Una nuova realtà sportiva prende forma all’interno della Comunità Ebraica di Roma: la squadra di calcio a 5 Hapoel, che in pochi mesi è riuscita a coinvolgere un gruppo sempre più numeroso di ragazzi. La società partecipa già a tornei regionali e FIGC e punta a diventare un punto di riferimento non solo sportivo, ma anche aggregativo.
Il progetto è seguito dalla dirigenza composta dal presidente Angelo Vivanti, dal dirigente e assessore CER Angelo Sed, da Daniel Colafranceschi e Alberto Sabatello, tutti volontari impegnati nella crescita della squadra. Fondamentale anche il contributo dell’Assessore CER ai Giovani e al Culto Davide Tesciuba, che ha sostenuto lo sviluppo dell’iniziativa sin dalle prime fasi.
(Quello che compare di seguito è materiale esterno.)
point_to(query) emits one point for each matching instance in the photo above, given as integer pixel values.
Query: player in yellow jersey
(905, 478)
“Progetti che accomunano e aggregano i nostri iscritti sono sempre ben voluti dalla comunità e dal mio assessorato”, sottolinea Tesciuba, evidenziando l’importanza di attività capaci di creare partecipazione.
La squadra è già presente sui social network grazie all’enorme e prezioso lavoro di Sheila Vivanti e sta attirando l’attenzione di tanti giovani desiderosi di vivere lo sport in un ambiente sano e inclusivo. “Sono ragazzi volenterosi, ed è bello vedere anche i genitori che seguono e partecipano”, racconta Angelo Sed, Assessore ai Contributi CER. “Ci confrontiamo con le migliori squadre del Lazio e la prospettiva della società è crescere ancora. Nel prossimo futuro vorremmo attirare e coinvolgere altri ragazzi per formare più squadre”.
Grande entusiasmo anche da parte dell’allenatore Vito Vivanti: “Vedere un nostro ragazzo che segna, festeggia, gioca bene e si diverte mi apre il cuore. L’idea è quella di creare una società ebraica sì, ma aperta anche ad altri ragazzi, per costruire un ponte di dialogo soprattutto in questo momento storico”.
Un progetto dunque che unisce sport, volontariato e inclusione, con l’obiettivo di creare una comunità sempre più forte dentro e fuori dal campo.